Mahr became a highly controversial figure in twentieth-century Irish history owing to his early leadership of the Dublin Nazi chapter, and propaganda broadcasting from Germany, and was not allowed to return to his role after the Second World War.

==Life==
===Early life===
Mahr was born in May 1887 in Trent in the southern reaches of the Habsburg Empire. His father, Gustav Johann Mahr (1858–1930), and grandfather, Franz Anton Mahr (1830–1891), were military bandmasters and well-known composers. His mother, Maria Antonia Schroll, like his father, was a German from the Sudetenland. Mahr was brought up as a Roman Catholic, later becoming an atheist, and later still (at least nominally) Protestant.

Mahr served in the Austrian Army in 1906, attaining the rank of lieutenant, and then studied geography and prehistory at the University of Vienna, where he also sustained a long-term arm injury while duelling.

===Career===
Mahr went to work for a museum in Linz, Austria's third city, and then the Natural History and Prehistoric Museum of Vienna, where he rose to the ranks of curator and deputy director of a section. His excavation work included early exploration of the salt mine and Iron Age Celtic cemetery at Hallstatt. Mahr arrived in Ireland in 1927 to work as Senior Keeper of (Irish) Antiquities in the National Museum of Ireland in Dublin, succeeding Walther Bremer. Mahr implemented the recommendations of Professor Nils Lithberg on reorganisation of the collections, and otherwise worked to bring order to the museum's holdings. One of his key achievements was the production of a card index of excavations and finds, and he also drove a return to active archaeological dig work, after an interval of decades.

In 1934 Éamon de Valera appointed Mahr as the director of the museum, for which he built an international reputation through creativity and dedication. De Valera was so impressed with his commitment that he wrote him a personal cheque for one excavation project, in Drimnagh, Dublin, for what was then a considerable sum. Notwithstanding his leadership of the local Nazi organisation, Mahr worked with wealthy Jewish donor, Albert Bender of San Francisco, and they exchanged letters over several years.
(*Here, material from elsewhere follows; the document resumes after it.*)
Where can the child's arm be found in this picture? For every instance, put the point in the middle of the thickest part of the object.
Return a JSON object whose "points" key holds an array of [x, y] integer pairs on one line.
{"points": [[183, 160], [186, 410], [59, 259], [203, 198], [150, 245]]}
During a stay for an archaeology congress in Berlin and family visit to Austria in September 1939, he was prevented from returning to Dublin by the Nazi policy of "Heim ins Reich". Fifty other members of the German colony were shipped back to the Fatherland on 11 September 1939. As he could not return to his directorship, he took a leave of absence. At the time, he still expected to be back in Dublin by early 1940.

===Nazism===
As the Nazi Party rose to power in Germany in the 1930s, Mahr joined in 1933 and became the Local Group Leader (Ortsgruppenleiter) of the official Nazi Party in Ireland – the Auslandsorganisation (NSDAP-AO). During his time as Nazi leader he recruited roughly 23 Germans.
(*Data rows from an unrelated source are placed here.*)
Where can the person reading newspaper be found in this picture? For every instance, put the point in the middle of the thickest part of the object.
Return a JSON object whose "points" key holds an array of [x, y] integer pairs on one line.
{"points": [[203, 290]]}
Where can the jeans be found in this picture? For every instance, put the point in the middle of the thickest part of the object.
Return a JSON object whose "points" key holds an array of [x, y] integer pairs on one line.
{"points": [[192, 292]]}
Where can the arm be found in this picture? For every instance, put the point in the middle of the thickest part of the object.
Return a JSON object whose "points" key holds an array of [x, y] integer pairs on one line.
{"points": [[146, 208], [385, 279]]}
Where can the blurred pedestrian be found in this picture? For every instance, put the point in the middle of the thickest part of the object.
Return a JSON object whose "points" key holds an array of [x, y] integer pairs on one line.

In January 1946 Mahr was arrested and accused of being a Nazi spy, with a claim that he used his position as Director of the National Museum to plan Hitler's invasion of Ireland. No formal charges were brought. After his release, Mahr tried to return to his director's position in Ireland, but was not allowed to do so.

===Late life===
Mahr sought to return to his directorship, and the Taoiseach was originally in favour, given his achievements, but there was opposition from Ireland's Head of Military Intelligence, and a vocal TD, James Dillon. In the end, Mahr was left in Germany, but given some pension, and derived some income from occasional lectures. He died of heart failure in Bonn while preparing for a new job, on 27 May 1951.

==Family==
In 1921 Mahr married Maria van Bemmelen (1901–1975), daughter of the Dutch university professor and zoologist Johan Frans van Bemmelen. They had four children, two born in Ireland; all were raised in Dublin in the 1930s, but they were stranded in Germany or German-occupied Austria in September 1939 and were unable to travel back to Ireland, eventually settling down in post-war (West) Germany. His marriage deteriorated from 1941. One daughter (Ingrid) later moved back to Ireland for a time. The eldest daughter, Hilde, is the subject of Chapter 7, "Hilde's Journey 1945", in Mullins' book on Adolf Mahr. It describes how the 18-year-old girl, in the attempt to re-unite her parents, "comes through a defeated Germany, a land in ruins, to safety".